Garantire un contesto di libera iniziativa è un bene; favorisce la fioritura, lo sviluppo e la diffusione d’innovazione, sperimentazione e di arricchimento nel campo educativo a beneficio anche della scuola statale che ha sempre interlocutori plurimi e stimolanti. L’Italia ha bisogno di pluralismo educativo e lo Stato dovrebbe fare di tutto per riconoscere questo diritto e incoraggiarlo, evitando di accentrare su di sé tale compito sociale. La nostra storia pedagogica è piena di esperienze educative private nate dalla passione e dall’intraprendenza di uomini e donne che hanno poi arricchito e migliorato la scuola statale italiana. Come documentato da Andrea Mannucci, Educazione e scuola protestante, Firenze, Luciano Manzuoli Editore 1989, l’apporto degli evangelici in questo senso è stato significativo durante il Risorgimento e fino all’avvento del Fascismo e le nostre famiglie dovrebbero riconsiderare il grande valore che la visione biblica del mondo ha per l’istruzione dei nostri figli e investire, il proprio tempo, i propri talenti e le proprie risorse in questa direzione. Sostenere la necessità del pluralismo educativo per il nostro Paese non vuol dire però avere pretese, soprattutto quando lo Stato italiano già vive una situazione piuttosto anomala che non può essere trascurata e sottaciuta.

Fino a quando gli spazi e i tempi della scuola statale saranno occupati impropriamente da una confessione religiosa il nostro Paese non avrà mai un pluralismo educativo vero e proprio, ma solo presunto. Non basta finanziare le scuole private per vedere la nostra nazione arricchirsi educativamente. Dobbiamo anche ammettere che l’IRC nelle scuole statali è improprio e frutto di un compromesso ben lontano dall’idea di pluralismo, che è improprio che lo Stato paghi per insegnanti su cui non ha autorità vera e propria perché scelti da un’autorità ecclesiastica; bisogna denunciare l’utilizzo di questi insegnanti per attività diverse da quelle per le quali sono stati assunti e contrastare il tentativo continuo di utilizzare progetti trasversali per integrare anche i ragazzi le cui famiglie hanno scelto di non avvalersi di questo insegnamento.

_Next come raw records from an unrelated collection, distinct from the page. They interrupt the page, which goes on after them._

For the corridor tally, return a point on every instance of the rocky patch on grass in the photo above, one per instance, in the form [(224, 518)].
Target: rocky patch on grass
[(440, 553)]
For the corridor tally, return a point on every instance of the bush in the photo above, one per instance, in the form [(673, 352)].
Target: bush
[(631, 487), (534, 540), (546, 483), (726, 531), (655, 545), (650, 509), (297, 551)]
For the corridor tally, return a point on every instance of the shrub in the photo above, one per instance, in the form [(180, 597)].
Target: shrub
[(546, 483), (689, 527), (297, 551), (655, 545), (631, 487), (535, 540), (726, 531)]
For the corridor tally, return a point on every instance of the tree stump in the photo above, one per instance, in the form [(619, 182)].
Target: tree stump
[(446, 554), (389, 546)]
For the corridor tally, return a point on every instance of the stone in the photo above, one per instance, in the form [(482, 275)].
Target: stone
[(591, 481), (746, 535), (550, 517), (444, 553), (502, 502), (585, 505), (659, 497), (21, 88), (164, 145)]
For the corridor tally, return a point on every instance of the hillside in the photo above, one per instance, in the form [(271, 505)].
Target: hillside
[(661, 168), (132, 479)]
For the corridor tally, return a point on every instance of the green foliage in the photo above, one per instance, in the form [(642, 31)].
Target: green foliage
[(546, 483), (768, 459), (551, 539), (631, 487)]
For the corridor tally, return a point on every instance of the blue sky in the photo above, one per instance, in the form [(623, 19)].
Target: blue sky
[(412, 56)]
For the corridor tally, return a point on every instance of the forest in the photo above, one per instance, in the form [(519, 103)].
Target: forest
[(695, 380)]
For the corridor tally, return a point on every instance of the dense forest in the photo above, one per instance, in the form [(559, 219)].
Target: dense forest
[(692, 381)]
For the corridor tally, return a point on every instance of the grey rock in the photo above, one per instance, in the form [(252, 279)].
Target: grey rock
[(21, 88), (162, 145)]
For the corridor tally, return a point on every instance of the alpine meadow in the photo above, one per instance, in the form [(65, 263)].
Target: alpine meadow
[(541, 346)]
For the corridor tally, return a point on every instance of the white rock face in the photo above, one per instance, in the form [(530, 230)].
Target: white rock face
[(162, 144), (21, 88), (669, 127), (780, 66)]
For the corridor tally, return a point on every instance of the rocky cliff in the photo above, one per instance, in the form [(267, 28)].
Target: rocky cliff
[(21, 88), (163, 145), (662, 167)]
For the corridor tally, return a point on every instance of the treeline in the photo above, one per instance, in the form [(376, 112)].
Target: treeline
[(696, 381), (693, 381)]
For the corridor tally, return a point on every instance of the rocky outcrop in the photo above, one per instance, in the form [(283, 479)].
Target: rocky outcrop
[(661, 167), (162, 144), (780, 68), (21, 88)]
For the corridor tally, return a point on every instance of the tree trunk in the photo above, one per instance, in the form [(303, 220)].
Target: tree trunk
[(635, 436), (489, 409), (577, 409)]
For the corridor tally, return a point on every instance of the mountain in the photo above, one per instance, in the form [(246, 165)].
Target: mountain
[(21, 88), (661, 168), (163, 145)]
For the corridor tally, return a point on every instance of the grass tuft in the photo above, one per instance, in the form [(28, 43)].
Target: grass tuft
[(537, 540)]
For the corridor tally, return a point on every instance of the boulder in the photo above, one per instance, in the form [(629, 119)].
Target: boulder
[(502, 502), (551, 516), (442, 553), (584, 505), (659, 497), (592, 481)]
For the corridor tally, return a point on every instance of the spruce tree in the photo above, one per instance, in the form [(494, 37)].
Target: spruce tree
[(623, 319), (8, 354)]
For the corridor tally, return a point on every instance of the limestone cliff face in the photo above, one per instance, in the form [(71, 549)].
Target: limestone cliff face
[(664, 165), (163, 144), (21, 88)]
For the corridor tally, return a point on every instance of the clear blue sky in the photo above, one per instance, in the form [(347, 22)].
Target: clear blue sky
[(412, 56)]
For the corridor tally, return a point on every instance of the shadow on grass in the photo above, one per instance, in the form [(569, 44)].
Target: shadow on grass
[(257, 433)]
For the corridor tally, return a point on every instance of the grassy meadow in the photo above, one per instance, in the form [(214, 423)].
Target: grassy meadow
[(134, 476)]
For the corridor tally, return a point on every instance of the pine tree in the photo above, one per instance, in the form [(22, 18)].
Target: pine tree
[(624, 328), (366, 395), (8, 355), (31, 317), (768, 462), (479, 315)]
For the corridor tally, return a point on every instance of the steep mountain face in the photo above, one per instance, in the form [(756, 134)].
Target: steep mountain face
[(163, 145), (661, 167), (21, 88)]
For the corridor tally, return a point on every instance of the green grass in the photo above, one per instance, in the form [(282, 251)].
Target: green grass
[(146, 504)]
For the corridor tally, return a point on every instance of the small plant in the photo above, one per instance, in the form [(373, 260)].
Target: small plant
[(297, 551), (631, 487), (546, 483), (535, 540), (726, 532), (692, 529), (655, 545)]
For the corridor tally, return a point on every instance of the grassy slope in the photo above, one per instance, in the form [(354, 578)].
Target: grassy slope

Come evangelici ci faremo promotori di un pluralismo diverso, invitando altri a collaborare con noi? Dobbiamo difendere la laicità della scuola statale e lavorare affinché il nostro Paese abbia una vera e propria legge sulla libertà religiosa per tutti e una revisione dell’articolo 7 della Costituzione. Dobbiamo incoraggiare le famiglie ad assumere la responsabilità dell’educazione dei propri figli senza più deleghe; dobbiamo incentivare i professionisti dell’educazione a formarsi per essere promotori di una visione cristiana della conoscenza, dell’apprendimento, del mondo e della vita, preparando il terreno per costituire libere scuole evangeliche in grado di contribuire in modo concreto al dibattito pedagogico contemporaneo. Scuole fondate sui valori dell’Evangelo, che sappiano dare un contributo diverso e significativo alla fioritura culturale dell’Italia, senza compromessi né privilegi di sorta.